Das 2004 geborene Kind absolvierte nach seiner Matura beim Österreichischen Roten Kreuz ein „Freiwilliges Sozialjahr“ (FSJ). Es tat dies zur Vorbereitung des damals von ihm beabsichtigten Medizinstudiums und weil das FSJ den Zivildienst substituiert. Eine Zivildienststelle beim Roten Kreuz oder einer anderen Rettungsorganisation wäre ihm erst nach einer mehrjährigen Wartezeit zur Verfügung gestanden. Nach Absolvierung des FSJ entschied es sich für ein nichtmedizinisches Studium.
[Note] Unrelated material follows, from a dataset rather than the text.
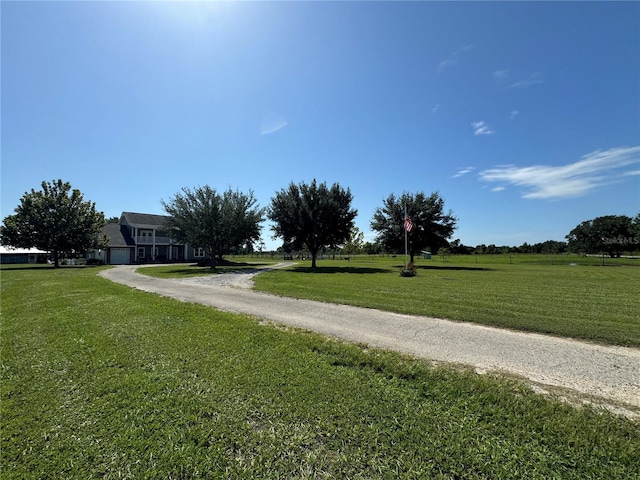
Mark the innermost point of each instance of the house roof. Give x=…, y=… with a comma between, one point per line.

Der Oberste Gerichtshof bestätigte die Abweisung des Antrags des Vaters, seine Unterhaltspflicht deshalb für erloschen zu erklären, weil sein Sohn das – weniger lukrative – Freiwillige Sozialjahr gewählt hatte. Der Oberste Gerichtshof führte unter anderem aus:
Dass die vom ihm während seines FSJ erhaltenen Sach- und Geldleistungen samt Taschengeld das Kind nicht selbsterhaltungsfähig machten und deshalb im Fall, dass es nicht anzuspannen sein sollte, sein Unterhaltsanspruch für die Zeit des FSJ nicht erloschen ist, ist vor dem Obersten Gerichtshof unstrittig.
Präsenz- und Zivildiener sind als solche bei durchschnittlichen Lebensverhältnissen aufgrund der mit ihrem Dienst einhergehenden Geld- und Sachleistungen als selbsterhaltungsfähig anzusehen. Der vorliegende Antrag des Vaters, den Unterhaltsanspruch des Kindes für erloschen zu erklären, kann nur Erfolg haben, sollte das Kind auf die Absolvierung des Zivildienstes (oder Präsenzdienstes) anzuspannen sein.
Es besteht grundsätzlich keine Anspannungsobliegenheit des an sich nicht selbsterhaltungsfähigen Kindes, sich um Erträgnisse oder Einkünfte zu bemühen. Davon macht die Rechtsprechung eine Ausnahme, wenn es sich um „leicht erzielbare“ Erträgnisse und Sozialleistungen handelt und die Erzielung dem Kind auch nicht aus einem anderen Grund unzumutbar ist. Verletzt das Kind diese Obliegenheit, so wird es so behandelt, als hätte es ihr entsprochen. Tatsächlich lukrierten Einkünften gleichgestellt sind unterlassene Einkünfte aber nur, wenn ihre Erzielung dem Kind (objektiv) leicht möglich und (subjektiv) zumutbar war.
Das Interesse des Kindes, in Hinblick auf das von ihm damals noch angestrebte Medizinstudium beim Roten Kreuz oder einer anderen Rettungsorganisation (was ihm damals nicht möglich war) den Zivildienst oder (was ihm nur möglich war) das FSJ zu absolvieren, liegt auf der Hand. Seine Entscheidung für das FSJ war sachlich gerechtfertigt. Hieran ändert sich nichts dadurch, dass es sich nach Absolvierung des FSJ doch für ein anderes als das Medizinstudium entschied. Für die Frage der Zumutbarkeit eines alternativen Verhaltens kommt es stets auf die Lage ex ante – somit hier auf die damalige Absicht, Medizin zu studieren – an.
Der Rechtsansicht der Vorinstanzen, einem unterhaltsberechtigten Wehrpflichtigen, der zwar wegen einer langen Wartedauer nicht die Möglichkeit hat, noch vor Beginn des von ihm angestrebten Medizinstudiums seinem Interesse entsprechend bei einer Rettungsorganisation den Zivildienst zu absolvieren, aber die Möglichkeit hat, bei einer solchen das FSJ zu absolvieren und damit unter einem seine Verpflichtung zur Absolvierung des Wehr oder des Zivildienstes zu erfüllen, sei es nicht zumutbar, anstelle dessen entgegen seinem Gewissen den Wehrdienst oder entgegen seinem Ausbildungsinteresse bei einer beliebigen anderen Einrichtung einen nicht auf das Medizinstudium vorbereitenden Zivildienst zu absolvieren, ist beizutreten.